The focus of my research was to identify those solutions that could handle high volumes of transactions in complex, interconnected cloud and on-premises infrastructures, where the impact of performance degradation and outages on business outcomes was both immediate and severe. A key requirement here is to capture data in real-time from a wide variety of sources and make it available immediately for queries and predictive analytics.

Devo, a company that claims to unlock the full value of machine data for the world’s most instrumented enterprises by putting more data to work now, responded to the Bloor survey and scored very highly. But it is not just the fact that Devo can ingest huge amounts of data from right across the infrastructure stack in real-time, it is how they do it in such a way as to minimise the volume of data that actually gets stored and used. Devo is very open and transparent about how its platform works. Basically they don’t index data at the moment of ingestion. Rather, an out-of-band tokenised micro-index is created from the raw data and written to disk asynchronously. At the end of each day the micro-indexes from each tenant are made immutable. These non-traditional indexes radically speed up the query process and also enable the solution to maintain its query performance, even as data volumes rise rapidly. You can find more detail about that on the Devo website.

Devo’s micro-indexes are also very small in size; the compressed raw data plus the indexes are just 10% of the original raw data set. Devo claim that this storage efficiency and much more efficient use of CPU resources delivers a 75% reduction in CPU and storage than solutions that use traditional indexes built at the point of ingestion. This provides them a significant cost advantage over those other solutions.

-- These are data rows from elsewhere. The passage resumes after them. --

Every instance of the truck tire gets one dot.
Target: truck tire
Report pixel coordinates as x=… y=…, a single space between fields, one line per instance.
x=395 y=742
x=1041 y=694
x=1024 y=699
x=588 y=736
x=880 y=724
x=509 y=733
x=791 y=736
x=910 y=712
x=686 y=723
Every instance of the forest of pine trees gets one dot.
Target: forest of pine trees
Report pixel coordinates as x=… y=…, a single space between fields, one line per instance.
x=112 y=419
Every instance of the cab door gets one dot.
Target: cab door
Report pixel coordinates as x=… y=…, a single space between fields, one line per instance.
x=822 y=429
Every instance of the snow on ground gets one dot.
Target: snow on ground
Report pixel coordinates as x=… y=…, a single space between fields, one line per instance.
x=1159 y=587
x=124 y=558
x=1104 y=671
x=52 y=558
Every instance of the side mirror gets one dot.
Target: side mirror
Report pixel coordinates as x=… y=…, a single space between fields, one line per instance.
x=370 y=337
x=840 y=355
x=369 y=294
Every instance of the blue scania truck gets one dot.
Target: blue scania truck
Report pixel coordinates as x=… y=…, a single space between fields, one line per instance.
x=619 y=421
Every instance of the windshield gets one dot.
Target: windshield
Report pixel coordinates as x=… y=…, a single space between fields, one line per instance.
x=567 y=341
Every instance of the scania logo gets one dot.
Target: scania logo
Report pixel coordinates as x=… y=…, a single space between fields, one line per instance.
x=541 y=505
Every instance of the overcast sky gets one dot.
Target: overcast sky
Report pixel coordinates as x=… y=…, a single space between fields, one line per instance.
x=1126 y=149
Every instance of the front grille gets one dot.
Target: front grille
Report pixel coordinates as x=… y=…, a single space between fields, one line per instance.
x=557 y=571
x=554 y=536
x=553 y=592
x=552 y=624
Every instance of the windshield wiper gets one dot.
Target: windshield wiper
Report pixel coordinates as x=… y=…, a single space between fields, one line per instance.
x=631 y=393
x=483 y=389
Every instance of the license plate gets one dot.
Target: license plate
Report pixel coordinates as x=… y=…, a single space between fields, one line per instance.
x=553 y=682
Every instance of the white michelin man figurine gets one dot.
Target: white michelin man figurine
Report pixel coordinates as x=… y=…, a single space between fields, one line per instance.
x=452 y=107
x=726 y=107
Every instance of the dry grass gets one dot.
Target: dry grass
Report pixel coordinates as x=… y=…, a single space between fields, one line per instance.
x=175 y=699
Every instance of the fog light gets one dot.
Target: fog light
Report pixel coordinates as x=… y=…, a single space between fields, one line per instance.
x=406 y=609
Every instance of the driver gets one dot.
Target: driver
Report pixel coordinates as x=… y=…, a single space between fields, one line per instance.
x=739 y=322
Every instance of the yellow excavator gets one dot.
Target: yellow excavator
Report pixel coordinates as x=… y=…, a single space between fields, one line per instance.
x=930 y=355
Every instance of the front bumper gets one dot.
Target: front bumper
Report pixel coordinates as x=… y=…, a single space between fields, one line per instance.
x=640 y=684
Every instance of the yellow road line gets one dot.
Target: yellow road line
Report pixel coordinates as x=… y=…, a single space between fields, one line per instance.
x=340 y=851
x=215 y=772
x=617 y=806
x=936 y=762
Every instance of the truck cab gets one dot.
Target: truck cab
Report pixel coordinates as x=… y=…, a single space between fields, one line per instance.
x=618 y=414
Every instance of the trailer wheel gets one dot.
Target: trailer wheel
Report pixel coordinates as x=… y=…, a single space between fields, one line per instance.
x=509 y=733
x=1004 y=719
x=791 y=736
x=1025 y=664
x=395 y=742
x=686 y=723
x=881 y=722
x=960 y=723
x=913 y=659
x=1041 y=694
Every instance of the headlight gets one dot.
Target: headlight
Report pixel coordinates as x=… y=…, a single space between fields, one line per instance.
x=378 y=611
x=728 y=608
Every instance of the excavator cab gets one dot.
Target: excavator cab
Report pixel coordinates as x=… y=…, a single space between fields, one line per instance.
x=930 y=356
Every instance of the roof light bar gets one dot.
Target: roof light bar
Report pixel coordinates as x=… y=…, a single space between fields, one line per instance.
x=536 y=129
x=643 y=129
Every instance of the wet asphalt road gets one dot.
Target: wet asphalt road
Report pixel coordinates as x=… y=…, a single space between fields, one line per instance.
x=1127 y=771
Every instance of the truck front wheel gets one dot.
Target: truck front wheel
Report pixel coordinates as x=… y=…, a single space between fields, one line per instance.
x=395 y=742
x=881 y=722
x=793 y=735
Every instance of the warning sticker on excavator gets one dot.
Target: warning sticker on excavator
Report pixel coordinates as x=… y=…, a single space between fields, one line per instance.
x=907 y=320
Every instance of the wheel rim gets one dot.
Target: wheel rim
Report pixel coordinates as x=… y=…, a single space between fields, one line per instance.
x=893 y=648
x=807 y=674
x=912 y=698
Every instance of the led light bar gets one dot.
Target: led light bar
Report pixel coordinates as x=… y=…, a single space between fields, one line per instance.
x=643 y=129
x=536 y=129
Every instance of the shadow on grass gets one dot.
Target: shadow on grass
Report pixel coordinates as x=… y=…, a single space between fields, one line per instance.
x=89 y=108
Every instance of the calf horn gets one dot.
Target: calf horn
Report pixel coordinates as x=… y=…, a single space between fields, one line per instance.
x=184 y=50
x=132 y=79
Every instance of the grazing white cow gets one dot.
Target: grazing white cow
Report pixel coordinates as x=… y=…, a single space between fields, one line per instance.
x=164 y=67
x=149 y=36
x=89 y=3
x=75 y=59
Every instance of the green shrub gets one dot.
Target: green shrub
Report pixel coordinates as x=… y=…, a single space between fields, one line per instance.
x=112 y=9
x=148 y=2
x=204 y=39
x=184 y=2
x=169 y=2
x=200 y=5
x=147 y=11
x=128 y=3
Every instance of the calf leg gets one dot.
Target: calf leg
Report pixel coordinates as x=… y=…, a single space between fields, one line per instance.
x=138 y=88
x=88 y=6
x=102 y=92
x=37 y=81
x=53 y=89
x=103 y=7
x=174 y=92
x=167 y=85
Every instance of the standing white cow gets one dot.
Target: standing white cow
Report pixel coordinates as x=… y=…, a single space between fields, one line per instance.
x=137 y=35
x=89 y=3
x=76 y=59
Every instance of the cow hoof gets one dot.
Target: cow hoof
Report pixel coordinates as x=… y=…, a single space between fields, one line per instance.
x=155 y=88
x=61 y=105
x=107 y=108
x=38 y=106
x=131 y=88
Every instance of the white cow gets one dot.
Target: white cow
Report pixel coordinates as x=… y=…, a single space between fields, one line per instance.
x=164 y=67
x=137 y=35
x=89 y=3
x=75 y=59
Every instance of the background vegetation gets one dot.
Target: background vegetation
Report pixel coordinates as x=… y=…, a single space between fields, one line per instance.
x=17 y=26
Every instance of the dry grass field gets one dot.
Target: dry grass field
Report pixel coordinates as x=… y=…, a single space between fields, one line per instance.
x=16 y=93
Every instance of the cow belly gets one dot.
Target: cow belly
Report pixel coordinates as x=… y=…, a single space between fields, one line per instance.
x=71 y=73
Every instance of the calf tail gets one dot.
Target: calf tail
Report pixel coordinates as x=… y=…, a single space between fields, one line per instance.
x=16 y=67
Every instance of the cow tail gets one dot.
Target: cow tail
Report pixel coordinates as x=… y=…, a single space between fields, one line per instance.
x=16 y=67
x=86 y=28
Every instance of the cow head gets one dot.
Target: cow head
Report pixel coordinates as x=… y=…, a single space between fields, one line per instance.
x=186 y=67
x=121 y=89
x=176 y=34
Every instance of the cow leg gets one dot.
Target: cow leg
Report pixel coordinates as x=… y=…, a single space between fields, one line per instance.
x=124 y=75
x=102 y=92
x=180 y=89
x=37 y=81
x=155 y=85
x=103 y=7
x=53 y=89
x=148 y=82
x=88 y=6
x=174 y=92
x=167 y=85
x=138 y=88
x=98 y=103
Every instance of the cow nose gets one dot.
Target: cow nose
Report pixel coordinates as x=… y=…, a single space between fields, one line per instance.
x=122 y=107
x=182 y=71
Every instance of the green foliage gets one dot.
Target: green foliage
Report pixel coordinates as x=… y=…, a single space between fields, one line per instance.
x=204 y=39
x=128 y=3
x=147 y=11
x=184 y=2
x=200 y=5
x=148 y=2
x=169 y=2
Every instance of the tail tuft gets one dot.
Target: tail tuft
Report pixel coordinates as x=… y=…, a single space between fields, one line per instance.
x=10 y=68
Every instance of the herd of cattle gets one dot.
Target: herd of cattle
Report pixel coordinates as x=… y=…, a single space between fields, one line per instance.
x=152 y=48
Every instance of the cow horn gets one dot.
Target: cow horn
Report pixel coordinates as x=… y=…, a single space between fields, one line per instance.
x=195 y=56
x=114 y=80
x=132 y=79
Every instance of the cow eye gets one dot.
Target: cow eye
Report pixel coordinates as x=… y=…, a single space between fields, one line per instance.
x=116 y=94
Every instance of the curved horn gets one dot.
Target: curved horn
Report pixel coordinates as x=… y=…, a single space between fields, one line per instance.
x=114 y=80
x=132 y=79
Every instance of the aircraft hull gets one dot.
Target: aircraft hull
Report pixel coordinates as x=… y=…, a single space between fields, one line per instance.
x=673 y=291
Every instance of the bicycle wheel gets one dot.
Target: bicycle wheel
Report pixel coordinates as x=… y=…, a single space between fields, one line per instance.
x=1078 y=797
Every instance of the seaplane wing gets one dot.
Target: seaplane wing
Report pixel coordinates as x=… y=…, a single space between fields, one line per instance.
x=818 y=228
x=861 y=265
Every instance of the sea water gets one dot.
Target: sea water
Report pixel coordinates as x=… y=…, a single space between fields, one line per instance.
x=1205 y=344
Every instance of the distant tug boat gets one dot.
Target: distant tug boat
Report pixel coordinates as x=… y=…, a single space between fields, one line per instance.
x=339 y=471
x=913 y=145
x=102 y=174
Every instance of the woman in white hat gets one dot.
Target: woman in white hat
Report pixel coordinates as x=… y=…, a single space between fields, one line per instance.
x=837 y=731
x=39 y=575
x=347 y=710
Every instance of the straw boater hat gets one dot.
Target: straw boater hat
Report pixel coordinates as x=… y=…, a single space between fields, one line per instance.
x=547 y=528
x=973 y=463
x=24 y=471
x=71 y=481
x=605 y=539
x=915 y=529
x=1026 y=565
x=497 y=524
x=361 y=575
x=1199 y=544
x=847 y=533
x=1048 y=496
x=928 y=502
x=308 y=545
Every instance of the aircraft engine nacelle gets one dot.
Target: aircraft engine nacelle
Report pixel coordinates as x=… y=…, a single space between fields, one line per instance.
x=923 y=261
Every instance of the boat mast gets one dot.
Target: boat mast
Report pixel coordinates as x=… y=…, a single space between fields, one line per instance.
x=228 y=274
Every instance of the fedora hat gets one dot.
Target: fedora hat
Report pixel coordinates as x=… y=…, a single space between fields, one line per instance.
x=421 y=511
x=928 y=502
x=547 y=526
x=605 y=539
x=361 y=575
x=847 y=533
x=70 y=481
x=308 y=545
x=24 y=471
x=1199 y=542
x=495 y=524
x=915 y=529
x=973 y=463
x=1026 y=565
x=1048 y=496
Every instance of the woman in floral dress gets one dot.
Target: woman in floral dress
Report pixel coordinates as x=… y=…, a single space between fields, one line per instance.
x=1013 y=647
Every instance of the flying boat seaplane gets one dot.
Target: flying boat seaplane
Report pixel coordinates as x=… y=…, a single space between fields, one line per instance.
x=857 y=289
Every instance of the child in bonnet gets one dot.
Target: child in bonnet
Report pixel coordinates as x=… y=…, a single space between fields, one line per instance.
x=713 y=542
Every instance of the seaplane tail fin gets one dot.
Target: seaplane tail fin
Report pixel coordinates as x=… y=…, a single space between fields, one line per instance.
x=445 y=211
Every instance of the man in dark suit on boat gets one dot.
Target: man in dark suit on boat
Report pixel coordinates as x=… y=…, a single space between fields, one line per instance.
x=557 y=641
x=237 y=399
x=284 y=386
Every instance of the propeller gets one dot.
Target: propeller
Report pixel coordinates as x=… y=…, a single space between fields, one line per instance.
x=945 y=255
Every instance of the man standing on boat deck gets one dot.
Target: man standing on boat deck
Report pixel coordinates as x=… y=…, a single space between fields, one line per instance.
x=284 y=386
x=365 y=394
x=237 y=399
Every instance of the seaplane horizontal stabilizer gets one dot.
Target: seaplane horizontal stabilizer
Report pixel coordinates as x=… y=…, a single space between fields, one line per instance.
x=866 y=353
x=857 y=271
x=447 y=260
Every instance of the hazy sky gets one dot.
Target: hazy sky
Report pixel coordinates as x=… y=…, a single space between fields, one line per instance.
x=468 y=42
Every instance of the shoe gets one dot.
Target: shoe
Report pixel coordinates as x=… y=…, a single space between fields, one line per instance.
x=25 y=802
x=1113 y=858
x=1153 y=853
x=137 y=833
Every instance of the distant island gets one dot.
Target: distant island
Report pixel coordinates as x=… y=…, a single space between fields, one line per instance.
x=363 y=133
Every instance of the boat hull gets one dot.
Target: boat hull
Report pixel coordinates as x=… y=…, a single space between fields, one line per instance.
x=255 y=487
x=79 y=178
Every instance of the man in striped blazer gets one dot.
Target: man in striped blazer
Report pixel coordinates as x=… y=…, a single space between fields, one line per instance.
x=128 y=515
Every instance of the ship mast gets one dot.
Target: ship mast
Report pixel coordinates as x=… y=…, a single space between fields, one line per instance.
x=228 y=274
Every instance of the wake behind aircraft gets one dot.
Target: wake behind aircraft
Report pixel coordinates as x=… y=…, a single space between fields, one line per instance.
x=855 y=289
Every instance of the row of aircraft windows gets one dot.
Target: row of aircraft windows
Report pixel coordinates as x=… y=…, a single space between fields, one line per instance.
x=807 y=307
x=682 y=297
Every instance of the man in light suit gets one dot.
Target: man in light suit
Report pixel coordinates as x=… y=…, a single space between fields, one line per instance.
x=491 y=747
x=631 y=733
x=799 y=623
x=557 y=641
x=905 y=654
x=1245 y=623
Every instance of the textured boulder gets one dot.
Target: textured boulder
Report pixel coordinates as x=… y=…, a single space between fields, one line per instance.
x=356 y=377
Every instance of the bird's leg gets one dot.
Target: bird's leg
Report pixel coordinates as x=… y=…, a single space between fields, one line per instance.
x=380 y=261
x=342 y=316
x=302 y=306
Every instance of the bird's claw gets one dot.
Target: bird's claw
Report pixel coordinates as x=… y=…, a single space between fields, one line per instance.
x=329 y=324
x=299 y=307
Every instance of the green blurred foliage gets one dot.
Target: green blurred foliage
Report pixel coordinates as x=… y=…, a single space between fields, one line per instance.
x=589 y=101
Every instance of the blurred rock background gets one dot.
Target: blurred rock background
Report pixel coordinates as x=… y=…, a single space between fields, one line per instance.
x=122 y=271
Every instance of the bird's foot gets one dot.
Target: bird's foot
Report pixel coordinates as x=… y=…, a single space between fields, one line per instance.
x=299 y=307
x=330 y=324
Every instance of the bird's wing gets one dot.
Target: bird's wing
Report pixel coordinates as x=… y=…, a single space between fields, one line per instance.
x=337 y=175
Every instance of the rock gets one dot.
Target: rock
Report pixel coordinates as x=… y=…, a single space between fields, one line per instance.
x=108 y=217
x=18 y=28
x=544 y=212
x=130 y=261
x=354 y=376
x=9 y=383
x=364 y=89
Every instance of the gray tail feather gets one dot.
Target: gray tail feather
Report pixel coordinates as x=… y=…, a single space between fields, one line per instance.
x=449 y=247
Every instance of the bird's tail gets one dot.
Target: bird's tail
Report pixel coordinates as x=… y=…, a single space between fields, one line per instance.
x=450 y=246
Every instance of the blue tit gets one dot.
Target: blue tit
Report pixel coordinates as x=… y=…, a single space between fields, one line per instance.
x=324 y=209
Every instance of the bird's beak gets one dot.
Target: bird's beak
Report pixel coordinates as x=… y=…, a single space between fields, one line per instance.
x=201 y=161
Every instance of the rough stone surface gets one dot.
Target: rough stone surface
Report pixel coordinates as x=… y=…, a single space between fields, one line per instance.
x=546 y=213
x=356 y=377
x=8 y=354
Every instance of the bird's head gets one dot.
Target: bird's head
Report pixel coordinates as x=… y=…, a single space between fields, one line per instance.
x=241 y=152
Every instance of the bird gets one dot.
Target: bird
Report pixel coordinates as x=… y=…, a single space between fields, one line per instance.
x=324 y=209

But, ultimately, the real question is, how does this capability translate into effective real-time monitoring and management of complex, high-volume, customer-critical applications and services? During my recent briefing from Devo, I was given a great case study example. One of their customers is the Spanish telco, Telefonica. Streaming paid-for TV services is a highly competitive market. Telefonica wanted to improve the customer experience for their 3 million Movistar+ subscribers. While they could monitor individual components, they found it hard to get a unified end-to-end view, from the back-end loading of content, across the network and down to the monitoring of picture quality on the customers’ set-top boxes. The Devo solution has enabled Telefonica to not only improve customer satisfaction and reduce churn, but now gives them the ability, through use of correlation of the huge amounts of data they collect, to start to proactively identify and resolve problems before they become an issue.

Clearly, there is a lot more going on under the hood of the Devo solution than efficient data ingestion, storage and querying. They have a clear understanding of the importance of the network in delivering effective business applications and services. They are building  security capabilities around cloud-based next-gen security information and event management (SIEM). This same competency is also extended to advanced visualisations and solutions designed for IT and DevOps teams who are now responsible for delivering effective digital experience management in a complex hybrid IT infrastructure. In my experience, when you get both these competencies in a company, you can usually be sure that they know how to capture and deliver insights from the large amounts of data produced every second.